Supporting colleagues through difficult times and protecting customers from the full shock of rising costs is vital to building and retaining loyalty, says BRC chief executive Helen Dickinson.
We were all shocked by the news in late February that Russia had invaded Ukraine. Over a month on, our screens remain filled with the devastating realities of the conflict.
Like many, my heart goes out to the millions of people being forced to flee their country, to the millions more still suffering in Ukraine and to those around the world who have loved ones there.
Naturally, people’s first thoughts are to their own. Retailers responded similarly, engaging in the Herculean task of supporting colleagues and their families abroad.
At home too, colleagues have needed reassurance and, in many cases, financial and wider support.
Many have friends or family who are directly impacted by the conflict. HR teams across the industry have been busy assessing the impact and implementing necessary support.
The BRC has tracked more than £20m (and rising) in retail humanitarian donations from our members to the people of Ukraine
An external focus quickly followed and the industry response was heartening. The BRC has tracked more than £20m (and rising) in retail humanitarian donations from our members to the people of Ukraine. That is before the huge volume of donations-in-kind such as nappies, beds, clothing, food parcels and more, sent to refugee outposts in both Ukraine and neighbouring countries.
As British households open their homes and their hearts to Ukrainian refugees, retailers are also looking to provide much-needed stability and security to as many people as possible.
Many have committed to offering jobs to those who have arrived here, in roles ranging from in-store to manufacturing and logistics operations.
Public attention has since widened to the economic and cost-of-living impact of the conflict. Even before the war began, the Bank of England was predicting inflation to peak at 7% in 2022, owing in part to the massive cost pressures working their way through the supply chain.

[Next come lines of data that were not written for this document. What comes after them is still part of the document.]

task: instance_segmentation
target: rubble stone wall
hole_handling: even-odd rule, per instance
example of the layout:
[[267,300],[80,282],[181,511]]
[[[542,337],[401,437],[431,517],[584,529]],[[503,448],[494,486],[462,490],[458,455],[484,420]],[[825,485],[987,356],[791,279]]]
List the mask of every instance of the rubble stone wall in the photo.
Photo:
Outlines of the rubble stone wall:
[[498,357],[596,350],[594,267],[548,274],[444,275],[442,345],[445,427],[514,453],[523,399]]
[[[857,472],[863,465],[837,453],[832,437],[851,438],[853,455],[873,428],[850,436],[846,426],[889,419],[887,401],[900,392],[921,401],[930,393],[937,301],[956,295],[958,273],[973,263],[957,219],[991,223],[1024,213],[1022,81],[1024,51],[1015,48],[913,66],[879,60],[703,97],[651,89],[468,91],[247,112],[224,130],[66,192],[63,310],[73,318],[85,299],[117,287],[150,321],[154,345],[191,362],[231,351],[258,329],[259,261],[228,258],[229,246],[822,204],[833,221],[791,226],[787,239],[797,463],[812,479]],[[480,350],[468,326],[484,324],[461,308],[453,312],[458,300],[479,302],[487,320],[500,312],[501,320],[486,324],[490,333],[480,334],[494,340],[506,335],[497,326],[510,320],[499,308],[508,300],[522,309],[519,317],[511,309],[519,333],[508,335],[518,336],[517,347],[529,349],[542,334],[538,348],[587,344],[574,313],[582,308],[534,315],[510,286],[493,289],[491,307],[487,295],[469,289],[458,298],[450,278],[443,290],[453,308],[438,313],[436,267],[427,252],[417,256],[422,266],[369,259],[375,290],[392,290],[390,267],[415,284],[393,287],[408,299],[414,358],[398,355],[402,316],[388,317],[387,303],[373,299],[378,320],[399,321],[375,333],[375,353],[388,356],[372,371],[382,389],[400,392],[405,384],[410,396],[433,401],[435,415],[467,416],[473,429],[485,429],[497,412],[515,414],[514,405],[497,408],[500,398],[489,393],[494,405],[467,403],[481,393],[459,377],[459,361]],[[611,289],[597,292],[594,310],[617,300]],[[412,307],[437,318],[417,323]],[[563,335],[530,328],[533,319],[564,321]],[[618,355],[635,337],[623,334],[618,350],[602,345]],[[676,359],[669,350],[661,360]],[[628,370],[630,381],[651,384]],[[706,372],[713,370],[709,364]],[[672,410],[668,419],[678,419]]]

Commodity prices were already rising – shipping and transport costs soared over the past 24 months, labour costs were ever-increasing and oil prices were approaching $100 a barrel even before Russia’s invasion.
The Bank of England now expects inflation to hit 8% in the spring before reaching new highs as 2022 wears on. I still think it is underestimating the impacts of what we are seeing.
Either way, the conflict and the resulting sanctions on Russia are impacting the global supply of oil and natural gas, wheat, sunflower oil and more. This continues to push up costs throughout supply chains, and the cost of logistics impacts every single movement a good makes on its way to our homes.
Energy prices are perhaps the biggest concern for consumers. Despite the energy price cap reaching a record high in October 2021, it rose 54% this month, and a similar increase is expected later this year.
This is hammering households and hurting businesses. Government support for households – from the fuel duty cut, to changes in National Insurance Contribution (NIC) thresholds – have done little to mitigate the government’s own NIC rate hikes, let alone the massive rise in the cost of living.
Retailers have done their best to help struggling households, keeping down the price of essentials the best they can. Many have expanded their value or entry-level ranges and they have continued to find cost savings where possible.
This has been partially successful. Our own Shop Price Index, which measures the costs of essential food and other goods, has shown consistently lower inflation than the broader ONS Consumer Price Index basket.
At the start of 2022, staff vacancies in retail rose to over 100,000 for the first time since 2017. Retention is now business-critical and retailers will reap the rewards of the support they show their people.
Doing the right thing has never been more important. Whether it’s supporting colleagues during these difficult times or protecting customers from the full shock of rising costs, building and retaining loyalty is vital.
While the world around changes, some things never do.